- Interactive map of Port of Damietta

Location
- Country: Egypt
- Location: Damietta
- Coordinates: 31°28′01″N 31°46′05″E﻿ / ﻿31.46694°N 31.76806°E

Details
- Operated by: Damietta Port Authority
- Owned by: Government of Egypt
- Type of Harbor: Natural deepwater seaport
- Land area: 279 hectares
- No. of berths: 24

= Damietta Port =

Damietta Port is located on the northern coast of Egypt, 10 km west of the Nile River of Damietta branch westward Ras El-Barr, 70 km to the west of Port Said, and 200 km from Alexandria Port. The port installations extend on an area of 11.8 km2. The port is bordered by an imaginary line connecting the eastern and western external breakwaters.

==Geography ==

===Entrance Channel===
The Entrance Channel is 11.4 km long, 15m deep, and 300m wide decreasingly reaching 250m at the breakwater fringe, the approach channel is bordered by 18 nightly-lit buoys.

===Breakwaters===
The western breakwater is 1640m long with 140m land-based and 1500m sea-based area.

The eastern breakwater is 738m long with 200m land-based and 538m sea-based area.
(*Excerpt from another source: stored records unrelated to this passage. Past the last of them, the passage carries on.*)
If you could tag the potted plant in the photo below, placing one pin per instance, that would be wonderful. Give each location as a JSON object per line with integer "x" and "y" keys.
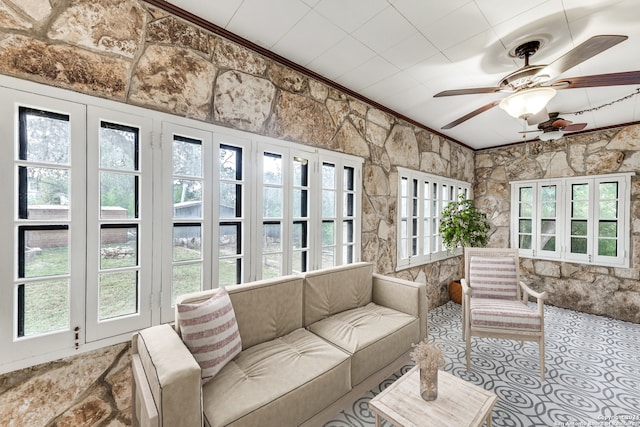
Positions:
{"x": 462, "y": 225}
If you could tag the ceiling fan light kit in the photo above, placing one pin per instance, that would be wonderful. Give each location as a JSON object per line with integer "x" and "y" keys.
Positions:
{"x": 551, "y": 136}
{"x": 527, "y": 102}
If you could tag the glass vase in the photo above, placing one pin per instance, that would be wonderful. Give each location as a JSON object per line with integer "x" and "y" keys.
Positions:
{"x": 429, "y": 384}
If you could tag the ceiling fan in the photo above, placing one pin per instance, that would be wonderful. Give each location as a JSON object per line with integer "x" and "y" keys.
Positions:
{"x": 555, "y": 126}
{"x": 537, "y": 81}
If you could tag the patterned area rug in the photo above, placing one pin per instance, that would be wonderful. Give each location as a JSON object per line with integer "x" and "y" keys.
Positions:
{"x": 592, "y": 372}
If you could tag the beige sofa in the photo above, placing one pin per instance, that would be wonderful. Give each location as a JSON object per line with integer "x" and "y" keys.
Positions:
{"x": 309, "y": 343}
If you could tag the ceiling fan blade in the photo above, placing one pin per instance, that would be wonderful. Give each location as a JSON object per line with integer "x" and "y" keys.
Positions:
{"x": 472, "y": 114}
{"x": 574, "y": 127}
{"x": 597, "y": 80}
{"x": 539, "y": 117}
{"x": 582, "y": 52}
{"x": 561, "y": 123}
{"x": 469, "y": 91}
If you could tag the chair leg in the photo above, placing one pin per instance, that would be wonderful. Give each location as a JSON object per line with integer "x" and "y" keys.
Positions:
{"x": 468, "y": 338}
{"x": 541, "y": 350}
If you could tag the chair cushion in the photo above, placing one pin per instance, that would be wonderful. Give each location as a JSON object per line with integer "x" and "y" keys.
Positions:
{"x": 210, "y": 332}
{"x": 493, "y": 277}
{"x": 501, "y": 314}
{"x": 277, "y": 383}
{"x": 373, "y": 334}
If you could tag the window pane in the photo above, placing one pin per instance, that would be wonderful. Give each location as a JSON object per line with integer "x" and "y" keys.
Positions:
{"x": 578, "y": 245}
{"x": 229, "y": 240}
{"x": 187, "y": 243}
{"x": 608, "y": 229}
{"x": 328, "y": 257}
{"x": 348, "y": 204}
{"x": 328, "y": 176}
{"x": 329, "y": 204}
{"x": 272, "y": 266}
{"x": 580, "y": 209}
{"x": 272, "y": 202}
{"x": 118, "y": 247}
{"x": 347, "y": 231}
{"x": 299, "y": 261}
{"x": 608, "y": 190}
{"x": 118, "y": 147}
{"x": 608, "y": 210}
{"x": 526, "y": 194}
{"x": 578, "y": 228}
{"x": 45, "y": 137}
{"x": 607, "y": 247}
{"x": 548, "y": 226}
{"x": 118, "y": 294}
{"x": 347, "y": 254}
{"x": 45, "y": 252}
{"x": 328, "y": 233}
{"x": 272, "y": 169}
{"x": 300, "y": 177}
{"x": 548, "y": 243}
{"x": 229, "y": 272}
{"x": 299, "y": 235}
{"x": 186, "y": 278}
{"x": 271, "y": 235}
{"x": 187, "y": 157}
{"x": 43, "y": 307}
{"x": 230, "y": 195}
{"x": 348, "y": 179}
{"x": 118, "y": 191}
{"x": 525, "y": 226}
{"x": 230, "y": 162}
{"x": 526, "y": 210}
{"x": 43, "y": 193}
{"x": 300, "y": 203}
{"x": 187, "y": 198}
{"x": 525, "y": 241}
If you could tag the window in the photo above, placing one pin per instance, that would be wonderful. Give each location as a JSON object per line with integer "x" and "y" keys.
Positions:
{"x": 582, "y": 220}
{"x": 43, "y": 173}
{"x": 115, "y": 210}
{"x": 421, "y": 199}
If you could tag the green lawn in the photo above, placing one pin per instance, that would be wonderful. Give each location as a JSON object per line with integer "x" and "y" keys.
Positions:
{"x": 47, "y": 301}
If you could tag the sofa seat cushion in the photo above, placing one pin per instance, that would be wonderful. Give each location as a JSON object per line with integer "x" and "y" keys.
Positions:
{"x": 374, "y": 335}
{"x": 501, "y": 314}
{"x": 280, "y": 382}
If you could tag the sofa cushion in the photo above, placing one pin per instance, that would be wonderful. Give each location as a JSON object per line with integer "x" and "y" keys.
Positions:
{"x": 265, "y": 309}
{"x": 279, "y": 382}
{"x": 210, "y": 331}
{"x": 336, "y": 289}
{"x": 373, "y": 334}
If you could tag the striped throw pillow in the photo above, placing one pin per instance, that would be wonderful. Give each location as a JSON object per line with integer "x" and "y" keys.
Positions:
{"x": 210, "y": 332}
{"x": 493, "y": 277}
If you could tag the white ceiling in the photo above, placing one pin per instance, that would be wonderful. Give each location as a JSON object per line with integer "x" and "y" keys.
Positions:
{"x": 399, "y": 53}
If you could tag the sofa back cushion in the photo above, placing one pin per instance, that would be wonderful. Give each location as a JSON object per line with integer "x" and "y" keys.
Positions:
{"x": 336, "y": 289}
{"x": 265, "y": 309}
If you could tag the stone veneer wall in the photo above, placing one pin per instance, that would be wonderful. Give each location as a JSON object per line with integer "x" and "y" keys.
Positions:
{"x": 131, "y": 52}
{"x": 613, "y": 292}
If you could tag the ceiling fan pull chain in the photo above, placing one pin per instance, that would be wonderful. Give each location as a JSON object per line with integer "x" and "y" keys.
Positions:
{"x": 577, "y": 113}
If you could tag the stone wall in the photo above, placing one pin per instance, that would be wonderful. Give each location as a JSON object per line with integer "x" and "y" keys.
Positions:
{"x": 613, "y": 292}
{"x": 131, "y": 52}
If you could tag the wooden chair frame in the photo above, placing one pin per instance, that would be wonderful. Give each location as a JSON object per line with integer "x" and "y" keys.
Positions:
{"x": 523, "y": 295}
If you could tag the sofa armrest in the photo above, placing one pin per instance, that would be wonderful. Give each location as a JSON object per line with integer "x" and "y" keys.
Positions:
{"x": 167, "y": 376}
{"x": 402, "y": 295}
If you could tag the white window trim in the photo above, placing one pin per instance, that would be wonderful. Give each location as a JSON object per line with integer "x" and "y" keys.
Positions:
{"x": 441, "y": 252}
{"x": 34, "y": 350}
{"x": 563, "y": 205}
Both breakwaters are made of stacked artificial acropod piles topped with a concrete head.

===Barge Channel===
The barge channel consists of two sections; one is 1350m long connecting the barge dock to the sea and the other is 3750m connecting the dock to the Nile estuary.

Turning Dock The turning dock diameter is 500m with 14.5m depth at the container berth, and 12m depth at the general cargo berth.